Perubahan nama menjadi Gerwani menandai dukungan mereka kepada PKI sebagai partai komunis yang memiliki massa paling besar di Indonesia.

Dukungan politis terhadap PKI mempengaruhi pengaruh Gerwani di masyarakat, terlihat dari peningkatan jumlah anggota yang sampai tiga kali lipat dalam jangka waktu yang singkat. Pada tahun 1963, Gerwani memiliki anggota sejumlah 1,5 juta.

Misi Gerwani pun semakin dekat dengan paham komunisme, yakni membantu mendukung kesejahteraan buruh perempuan. Selain itu, Gerwani juga menunjukkan kerjasamanya dengan organisasi buruh yang juga merupakan underbow dari PKI. Terlepas dari hal tersebut, fokus utama Gerwani masih berkaitan dengan isu gender, terutama perempuan.

Gerwani mengkritik fenomena nikah muda yang masih sering terjadi di beberapa daerah di Indonesia. Pada kebanyakan kasus, pernikahan di bawah umur merugikan pihak perempuan. Sesungguhnya fenomena ini merupakan lingkaran setan yang memenjarakan perempuan di dalamnya.

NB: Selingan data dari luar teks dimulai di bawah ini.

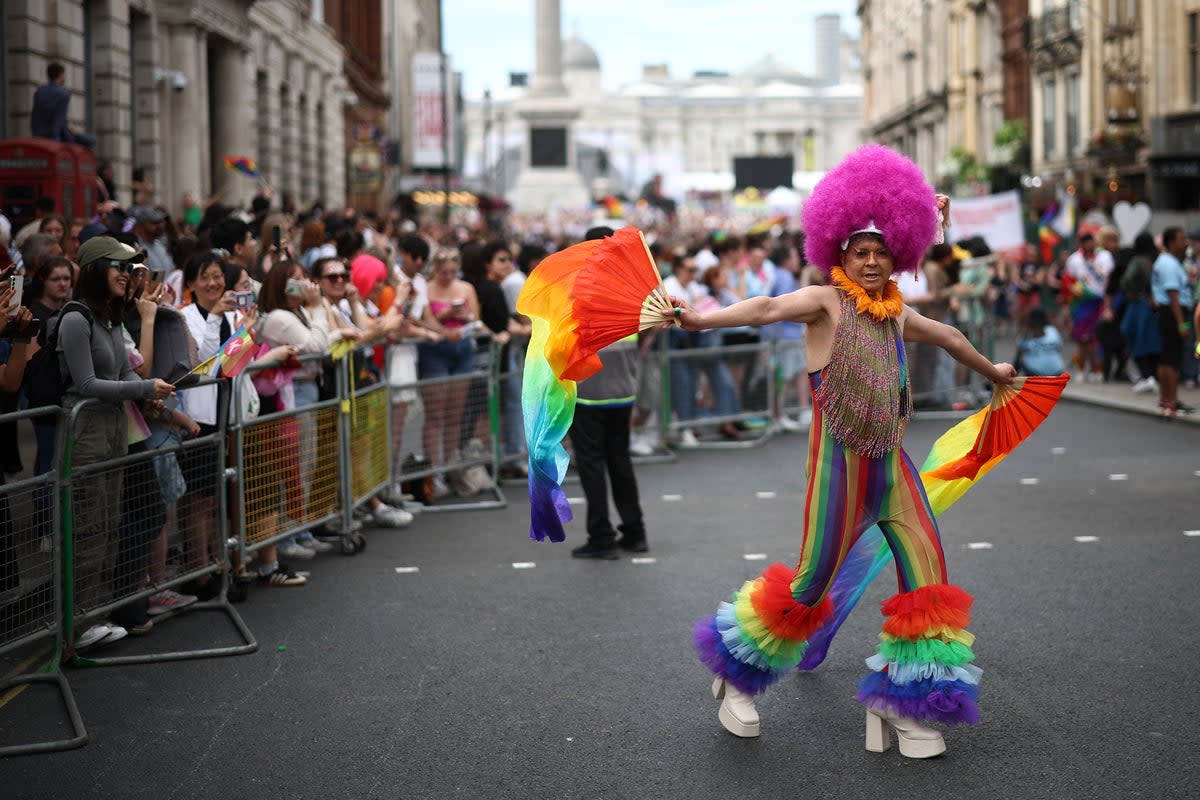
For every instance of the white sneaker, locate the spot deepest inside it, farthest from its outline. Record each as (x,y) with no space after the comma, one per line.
(307,540)
(295,551)
(787,423)
(388,517)
(93,635)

Karena persepsi dan nilai yang berlaku di masyarakat menempatkan perempuan Sebagai kaum yang hanya pantas berada di rumah untuk menjalankan tugas rumah tangga dan melayani suami, mereka dianggap tidak membutuhkan pendidikan tinggi.

Pada saat yang sama, laki-laki ditempatkan pada posisi yang menguntungkan. Karena mendapatkan dukungan untuk mendapatkan pendidikan yang berkonsekuensi pada kepemilikan kapital, mereka mendapatkan pembenaran dalam tindakan mendominasi. Kekerasan rumah tangga yang dilakukan suami kepada istri menjadi hal yang dilumrahkan. Kenderungan serupa akan terjadi pada generasi berikutnya karena nilai-nilai tersebut masih dipertahankan.

Secara umum, Gerwani menolak nilai-nilai feudal yang berkembang di masyarakat yang menyebabkan perempuan terjajah. Sehingga dalam perkembangannya, Gerwani turut memasukkan gagasan anti-imperialisme dan anti-feudalisme di dalam programnya.

Undang-Undang tentang batas usia minimal pernikahan merupakan salah satu capaian hukum yang dipelopori oleh Gerwani untuk menghentikan praktik pernikahan di bawah umur.